Çin'de 54 trilyon dolarlık sektör diken üstünde

Çin'de 54 trilyon dolarlık sektör diken üstünde

Çin’de hükümetin yeni hedefi finans sektörü oldu. Şi Jinping hükümeti aralarında regülatör kuruluşların da olduğu 25 kamu finans kurumunu inceleme altına aldı.

A+A-

Çin Komünist Partisi’nin en güçlü kurumlarının başlarında gelen CCDI, Şi’nin göreve gelişinden beri sürdürdüğü yoğun taaruzlarında en kritik cephelerden birini açtı: Trilyonlarca dolarlık finans endüstrisi denetim altında.

Bloomberg HT'nin haberine göre Çin’de Disiplin Denetim Merkezi Komisyonu (CCDI) müfettişleri, toplam 54 trilyon dolarlık finans sisteminin temel taşlarını oluşturan kurumların kapısını çaldı.

Yolsuzluk denetimlerinin adresleri arasında en büyük kamu bankalarının yanı sıra, Merkez Bankası (PBOC) ile BDDK ve SPK gibi düzenleyici kuruluşların yer alması ise piyasalardaki tedirginliği arttırdı.

Piyasa katılımcıları toplam 25 ana kurumda yürütülen teftişlerin öngörülmesi güç ağır cezalarla sonuçlanabileceğine dikkat çekerken, Evergrande krizi ve emlak piyasasındaki yavaşlamayla gerilen finansal sistem üzerine belirsizlik bulutu çöktüne işaret ediyor.

Evergrande gölgesi

Dünyanın en borçlu emlak şirketi sıfatıyla geri ödemelerinde son derece büyük zorluklar içine düşen Evergrande’yle yakın ilişkili finans kuruluşlarını zor günler bekliyor olabilir.
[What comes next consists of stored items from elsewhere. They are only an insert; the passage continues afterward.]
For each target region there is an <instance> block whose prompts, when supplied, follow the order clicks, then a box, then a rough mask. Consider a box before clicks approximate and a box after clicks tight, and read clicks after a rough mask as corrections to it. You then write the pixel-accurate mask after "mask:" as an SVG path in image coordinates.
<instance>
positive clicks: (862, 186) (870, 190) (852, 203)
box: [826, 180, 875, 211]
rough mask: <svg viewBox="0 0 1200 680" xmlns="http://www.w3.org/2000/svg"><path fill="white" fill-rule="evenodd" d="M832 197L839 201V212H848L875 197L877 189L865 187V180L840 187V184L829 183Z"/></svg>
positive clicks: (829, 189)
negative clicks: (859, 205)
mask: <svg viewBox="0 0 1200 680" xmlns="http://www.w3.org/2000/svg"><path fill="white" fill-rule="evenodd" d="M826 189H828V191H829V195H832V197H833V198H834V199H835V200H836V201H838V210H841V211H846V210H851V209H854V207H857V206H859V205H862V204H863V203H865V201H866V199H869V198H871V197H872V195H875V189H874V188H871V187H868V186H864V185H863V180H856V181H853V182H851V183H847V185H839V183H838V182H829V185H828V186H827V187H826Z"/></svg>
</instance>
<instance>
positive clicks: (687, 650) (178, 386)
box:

Bu kuruluşların başında ise Citic Grup yer alıyor.

Grubun Hong Kong’ta listeli menkul kıymetler kolunda bugün kaydedilen yüzde 7’lik düşüşe dikkat çeken uzmanlar, Evergrande faktörünü ciddi risk olarak sınıflandırıyor. Evergrande’ye yıllarca düzenli biçimde en çok borç veren finans kuruluşları arasında dikkat çeken Citic, merkezi yönetimin uyarılarına rağmen 2018 yılında emlak devine 10 milyar dolarlık kredi kanalı açmıştı. 

Varlık Fonu da mercek altında

Çin, 3,2 trilyon dolarlık Döviz rezervinin en az yüzde 30’unu egemen varlık fonu CIC eliyle yönetiyor. Uluslararası finans basınına konuşan bazı kaynaklar, Şi Jinping’in özel sektör yatırımları dolayısıyla CIC kararlarından memnun olmadığını belirtiyordu.
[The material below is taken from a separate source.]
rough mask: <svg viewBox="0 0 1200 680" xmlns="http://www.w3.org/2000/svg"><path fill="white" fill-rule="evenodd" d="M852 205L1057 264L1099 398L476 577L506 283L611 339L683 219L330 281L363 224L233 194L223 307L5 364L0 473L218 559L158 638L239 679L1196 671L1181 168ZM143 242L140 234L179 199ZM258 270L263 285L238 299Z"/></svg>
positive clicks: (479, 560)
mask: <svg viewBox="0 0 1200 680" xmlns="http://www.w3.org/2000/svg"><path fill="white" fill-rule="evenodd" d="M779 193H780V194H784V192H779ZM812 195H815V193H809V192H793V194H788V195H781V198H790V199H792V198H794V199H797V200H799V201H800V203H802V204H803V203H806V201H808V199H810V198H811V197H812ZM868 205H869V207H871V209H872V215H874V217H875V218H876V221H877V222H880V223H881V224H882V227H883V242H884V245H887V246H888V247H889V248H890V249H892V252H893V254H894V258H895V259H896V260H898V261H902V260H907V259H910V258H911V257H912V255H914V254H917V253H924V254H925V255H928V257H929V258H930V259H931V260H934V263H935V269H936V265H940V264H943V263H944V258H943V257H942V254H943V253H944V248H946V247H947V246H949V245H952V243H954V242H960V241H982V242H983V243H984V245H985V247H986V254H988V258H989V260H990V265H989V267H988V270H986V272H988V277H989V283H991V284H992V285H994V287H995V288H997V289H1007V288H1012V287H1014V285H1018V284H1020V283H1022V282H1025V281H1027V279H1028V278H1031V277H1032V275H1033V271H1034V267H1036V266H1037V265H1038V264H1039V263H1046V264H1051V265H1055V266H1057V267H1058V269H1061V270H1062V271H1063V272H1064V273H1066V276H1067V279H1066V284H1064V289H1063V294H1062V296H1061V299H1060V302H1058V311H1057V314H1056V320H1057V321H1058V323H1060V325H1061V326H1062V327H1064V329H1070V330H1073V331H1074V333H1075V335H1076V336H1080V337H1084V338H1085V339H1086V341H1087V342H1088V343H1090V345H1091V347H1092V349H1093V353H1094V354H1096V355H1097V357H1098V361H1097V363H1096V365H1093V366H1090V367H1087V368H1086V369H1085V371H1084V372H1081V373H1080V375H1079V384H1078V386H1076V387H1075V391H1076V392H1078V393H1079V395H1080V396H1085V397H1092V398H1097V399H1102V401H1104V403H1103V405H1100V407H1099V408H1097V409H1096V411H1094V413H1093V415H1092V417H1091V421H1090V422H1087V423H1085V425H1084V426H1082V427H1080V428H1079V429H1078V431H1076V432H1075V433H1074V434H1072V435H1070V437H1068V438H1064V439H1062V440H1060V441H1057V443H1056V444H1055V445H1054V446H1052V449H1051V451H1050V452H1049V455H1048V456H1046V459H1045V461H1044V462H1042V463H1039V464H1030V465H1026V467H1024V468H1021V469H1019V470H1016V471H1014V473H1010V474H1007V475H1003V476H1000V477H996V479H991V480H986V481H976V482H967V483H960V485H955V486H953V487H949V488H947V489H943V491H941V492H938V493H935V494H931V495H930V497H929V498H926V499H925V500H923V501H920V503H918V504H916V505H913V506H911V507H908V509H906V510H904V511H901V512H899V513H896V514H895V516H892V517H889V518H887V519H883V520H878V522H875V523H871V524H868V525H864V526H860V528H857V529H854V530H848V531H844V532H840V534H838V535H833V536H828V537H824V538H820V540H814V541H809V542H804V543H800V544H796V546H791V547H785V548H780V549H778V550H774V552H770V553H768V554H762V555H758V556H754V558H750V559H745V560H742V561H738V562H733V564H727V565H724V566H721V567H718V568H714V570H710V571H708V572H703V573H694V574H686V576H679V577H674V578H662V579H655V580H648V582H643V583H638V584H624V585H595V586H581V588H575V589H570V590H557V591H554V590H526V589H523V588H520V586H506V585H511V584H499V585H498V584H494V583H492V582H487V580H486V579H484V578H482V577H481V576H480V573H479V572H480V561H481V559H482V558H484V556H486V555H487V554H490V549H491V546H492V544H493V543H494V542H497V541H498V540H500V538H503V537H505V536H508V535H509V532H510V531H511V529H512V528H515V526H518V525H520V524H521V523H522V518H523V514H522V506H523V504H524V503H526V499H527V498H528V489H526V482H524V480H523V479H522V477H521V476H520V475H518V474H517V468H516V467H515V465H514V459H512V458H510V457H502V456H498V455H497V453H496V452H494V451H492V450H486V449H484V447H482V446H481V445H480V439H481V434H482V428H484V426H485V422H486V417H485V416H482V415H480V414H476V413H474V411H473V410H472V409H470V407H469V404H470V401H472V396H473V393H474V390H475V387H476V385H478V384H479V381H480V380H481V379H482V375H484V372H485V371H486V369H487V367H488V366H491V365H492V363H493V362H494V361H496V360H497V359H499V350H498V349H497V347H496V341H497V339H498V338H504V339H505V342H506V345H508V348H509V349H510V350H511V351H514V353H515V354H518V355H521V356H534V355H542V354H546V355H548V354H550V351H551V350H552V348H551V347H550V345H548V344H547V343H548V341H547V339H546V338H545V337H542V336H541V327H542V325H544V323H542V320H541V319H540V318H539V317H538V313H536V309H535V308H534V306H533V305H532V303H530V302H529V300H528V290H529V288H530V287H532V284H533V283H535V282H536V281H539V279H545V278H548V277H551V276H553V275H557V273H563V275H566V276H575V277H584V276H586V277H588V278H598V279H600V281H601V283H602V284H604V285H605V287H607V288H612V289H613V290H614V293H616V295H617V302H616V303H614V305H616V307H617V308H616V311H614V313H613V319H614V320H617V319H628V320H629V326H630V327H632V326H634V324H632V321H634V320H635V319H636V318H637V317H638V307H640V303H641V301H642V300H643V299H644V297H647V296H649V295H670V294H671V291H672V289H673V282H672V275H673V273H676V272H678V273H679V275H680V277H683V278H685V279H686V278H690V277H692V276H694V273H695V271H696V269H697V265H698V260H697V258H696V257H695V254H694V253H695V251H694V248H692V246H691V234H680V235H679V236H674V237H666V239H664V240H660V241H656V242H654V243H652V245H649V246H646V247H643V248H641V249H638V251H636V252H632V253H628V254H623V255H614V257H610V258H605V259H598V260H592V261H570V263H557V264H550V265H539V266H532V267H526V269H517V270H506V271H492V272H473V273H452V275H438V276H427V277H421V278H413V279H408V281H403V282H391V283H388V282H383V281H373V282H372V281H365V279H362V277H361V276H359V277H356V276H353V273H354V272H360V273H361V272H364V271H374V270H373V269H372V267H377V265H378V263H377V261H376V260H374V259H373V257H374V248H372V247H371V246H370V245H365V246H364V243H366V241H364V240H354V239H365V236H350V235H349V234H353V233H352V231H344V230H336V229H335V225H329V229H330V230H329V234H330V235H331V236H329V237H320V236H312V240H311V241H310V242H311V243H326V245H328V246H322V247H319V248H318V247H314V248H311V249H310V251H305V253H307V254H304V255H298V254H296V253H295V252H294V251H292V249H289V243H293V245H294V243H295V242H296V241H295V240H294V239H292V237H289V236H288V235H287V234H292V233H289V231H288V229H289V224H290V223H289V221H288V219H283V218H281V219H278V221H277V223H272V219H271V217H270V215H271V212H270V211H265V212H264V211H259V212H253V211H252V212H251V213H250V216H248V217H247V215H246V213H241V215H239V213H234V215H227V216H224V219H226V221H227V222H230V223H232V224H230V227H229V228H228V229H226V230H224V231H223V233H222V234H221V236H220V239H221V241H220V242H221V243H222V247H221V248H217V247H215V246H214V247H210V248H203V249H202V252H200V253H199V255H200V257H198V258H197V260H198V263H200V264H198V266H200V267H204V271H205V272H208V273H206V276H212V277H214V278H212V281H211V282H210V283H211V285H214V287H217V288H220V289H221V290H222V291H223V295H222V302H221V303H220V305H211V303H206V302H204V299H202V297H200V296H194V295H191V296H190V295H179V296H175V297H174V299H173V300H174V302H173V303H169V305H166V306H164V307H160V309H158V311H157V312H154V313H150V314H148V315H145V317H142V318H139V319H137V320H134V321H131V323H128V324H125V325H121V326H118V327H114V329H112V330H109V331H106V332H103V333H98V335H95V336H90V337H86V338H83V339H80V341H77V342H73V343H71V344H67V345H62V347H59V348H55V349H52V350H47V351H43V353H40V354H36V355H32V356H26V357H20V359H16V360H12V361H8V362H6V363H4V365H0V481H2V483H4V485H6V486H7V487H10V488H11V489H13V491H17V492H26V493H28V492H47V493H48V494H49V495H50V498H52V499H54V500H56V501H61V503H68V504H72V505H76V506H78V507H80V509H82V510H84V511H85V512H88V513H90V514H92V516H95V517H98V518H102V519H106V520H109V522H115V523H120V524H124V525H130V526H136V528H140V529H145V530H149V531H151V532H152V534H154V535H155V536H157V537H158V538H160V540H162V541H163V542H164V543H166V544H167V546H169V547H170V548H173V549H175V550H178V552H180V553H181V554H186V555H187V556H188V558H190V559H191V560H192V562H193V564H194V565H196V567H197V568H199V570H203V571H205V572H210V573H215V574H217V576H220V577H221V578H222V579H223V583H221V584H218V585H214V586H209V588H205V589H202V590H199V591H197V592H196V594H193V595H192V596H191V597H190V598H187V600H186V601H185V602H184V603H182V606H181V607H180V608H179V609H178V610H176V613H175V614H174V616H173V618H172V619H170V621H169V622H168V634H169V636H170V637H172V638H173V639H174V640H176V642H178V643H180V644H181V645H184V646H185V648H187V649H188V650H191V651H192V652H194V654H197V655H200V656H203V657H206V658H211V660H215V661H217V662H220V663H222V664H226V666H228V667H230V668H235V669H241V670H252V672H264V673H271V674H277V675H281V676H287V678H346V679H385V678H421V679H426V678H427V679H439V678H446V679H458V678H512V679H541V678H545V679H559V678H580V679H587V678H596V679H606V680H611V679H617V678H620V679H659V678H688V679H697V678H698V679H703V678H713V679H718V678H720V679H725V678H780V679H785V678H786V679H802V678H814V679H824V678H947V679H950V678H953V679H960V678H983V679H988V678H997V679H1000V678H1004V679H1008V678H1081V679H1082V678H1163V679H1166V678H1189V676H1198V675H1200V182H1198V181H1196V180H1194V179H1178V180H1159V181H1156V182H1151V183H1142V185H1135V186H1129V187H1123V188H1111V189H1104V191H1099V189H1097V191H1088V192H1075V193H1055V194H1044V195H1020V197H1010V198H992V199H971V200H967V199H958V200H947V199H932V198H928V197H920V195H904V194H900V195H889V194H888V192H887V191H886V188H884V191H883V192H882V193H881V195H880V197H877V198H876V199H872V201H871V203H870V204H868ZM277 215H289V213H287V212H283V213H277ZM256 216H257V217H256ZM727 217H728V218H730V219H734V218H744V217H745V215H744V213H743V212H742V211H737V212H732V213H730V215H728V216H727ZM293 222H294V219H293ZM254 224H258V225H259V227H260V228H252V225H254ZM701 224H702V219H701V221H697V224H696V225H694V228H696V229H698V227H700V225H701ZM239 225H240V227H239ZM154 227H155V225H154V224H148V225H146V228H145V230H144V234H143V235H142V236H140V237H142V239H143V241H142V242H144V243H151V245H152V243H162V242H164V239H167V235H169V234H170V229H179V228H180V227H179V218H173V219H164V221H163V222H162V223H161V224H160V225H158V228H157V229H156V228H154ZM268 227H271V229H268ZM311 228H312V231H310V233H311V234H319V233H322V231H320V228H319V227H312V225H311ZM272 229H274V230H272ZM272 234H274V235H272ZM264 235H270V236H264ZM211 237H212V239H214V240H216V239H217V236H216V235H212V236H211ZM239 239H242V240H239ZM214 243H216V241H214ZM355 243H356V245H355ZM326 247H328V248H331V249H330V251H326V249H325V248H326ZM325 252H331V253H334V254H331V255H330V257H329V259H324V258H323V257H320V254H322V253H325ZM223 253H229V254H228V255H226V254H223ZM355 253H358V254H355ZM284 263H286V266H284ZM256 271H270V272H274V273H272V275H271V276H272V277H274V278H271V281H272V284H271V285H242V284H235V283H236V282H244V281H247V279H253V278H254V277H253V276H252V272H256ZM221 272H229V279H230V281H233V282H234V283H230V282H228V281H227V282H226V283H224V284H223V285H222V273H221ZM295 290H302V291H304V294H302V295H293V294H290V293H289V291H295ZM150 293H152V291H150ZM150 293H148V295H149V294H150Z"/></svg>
CIC’nin özellikle Alibaba’nın finansal teknoloji kolu Ant’taki yatırımı dolayısıyla Cumhurbaşkanını kızdırdığı konuşuluyor.
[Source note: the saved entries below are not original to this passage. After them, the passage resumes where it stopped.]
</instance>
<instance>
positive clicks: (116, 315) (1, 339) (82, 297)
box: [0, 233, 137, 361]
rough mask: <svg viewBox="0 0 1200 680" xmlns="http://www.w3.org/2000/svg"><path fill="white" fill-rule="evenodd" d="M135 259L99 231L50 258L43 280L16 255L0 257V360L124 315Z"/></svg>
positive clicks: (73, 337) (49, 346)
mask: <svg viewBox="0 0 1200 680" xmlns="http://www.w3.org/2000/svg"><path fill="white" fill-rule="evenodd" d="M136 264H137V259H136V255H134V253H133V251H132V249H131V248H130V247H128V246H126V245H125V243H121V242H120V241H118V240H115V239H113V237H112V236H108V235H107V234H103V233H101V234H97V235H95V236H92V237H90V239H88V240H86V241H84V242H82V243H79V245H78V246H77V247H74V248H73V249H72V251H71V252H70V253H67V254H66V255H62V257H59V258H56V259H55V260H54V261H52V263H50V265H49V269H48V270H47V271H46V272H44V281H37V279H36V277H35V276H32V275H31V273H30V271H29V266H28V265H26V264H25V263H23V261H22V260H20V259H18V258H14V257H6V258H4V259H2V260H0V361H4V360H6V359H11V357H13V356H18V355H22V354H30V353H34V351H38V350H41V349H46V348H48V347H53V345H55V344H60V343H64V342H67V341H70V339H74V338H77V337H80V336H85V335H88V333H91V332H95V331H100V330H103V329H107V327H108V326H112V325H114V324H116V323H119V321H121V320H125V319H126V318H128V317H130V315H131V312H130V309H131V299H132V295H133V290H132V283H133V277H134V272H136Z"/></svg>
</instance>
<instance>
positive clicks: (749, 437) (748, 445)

Çin basınında yer alan haberlere göre, müfettişlerin inceleyeceği konular arasında devlet fonlarının özel şirketlere nasıl aktarıldığı ve kamu çıkarlarıyla bağdaşıp bağdaşmadığı da yer alacak. 

Düzenleyici kurumların kendisi inceleme adresi oldu

Alibaba’dan Didi’ye kadar özellikle son bir yılda özel sektör şirketlerini sıkıştıran düzenleyici kurumların bu süreçte teftişe maruz kalması da piyasalarda soru işaretleri yarattı.

Göreve geldiğinden bu yana yolsuzluğa karşı sıfır taviz politikasıyla yaklaşan Şi Jinping’in, aynı zamanda kendisine yeterli bağlılık göstermeyen hizipler, kurumlar ve yetkililere karşı yolsuzluk soruşturmalarını kullandığı biliniyor.

İdeolojik bağlılık isteniyor

Hong Kong finans koridorlarında, ÇKP’yi sosyalist köklerine döndürmekte son derece kararlı olan Şi’nin görece liberal gelenekleriyle öne çıkan kurumların özel sektöre karşı tutumundan tatmin olmadığı da konuşuluyor.

CCDI müfettişlerinin finansal işlem ve kararların ötesinde, yetkilileri ideolojik açıdan da sorgulama ve kovuşturma yetkisi bulunuyor.

Nitekim, resmi basında yer alan haberlere göre ‘siyasi bilinç yetersizliği’ ve ‘ideolojik sapma’ gibi unsurlar temel denetim konuları arasında yer alıyor.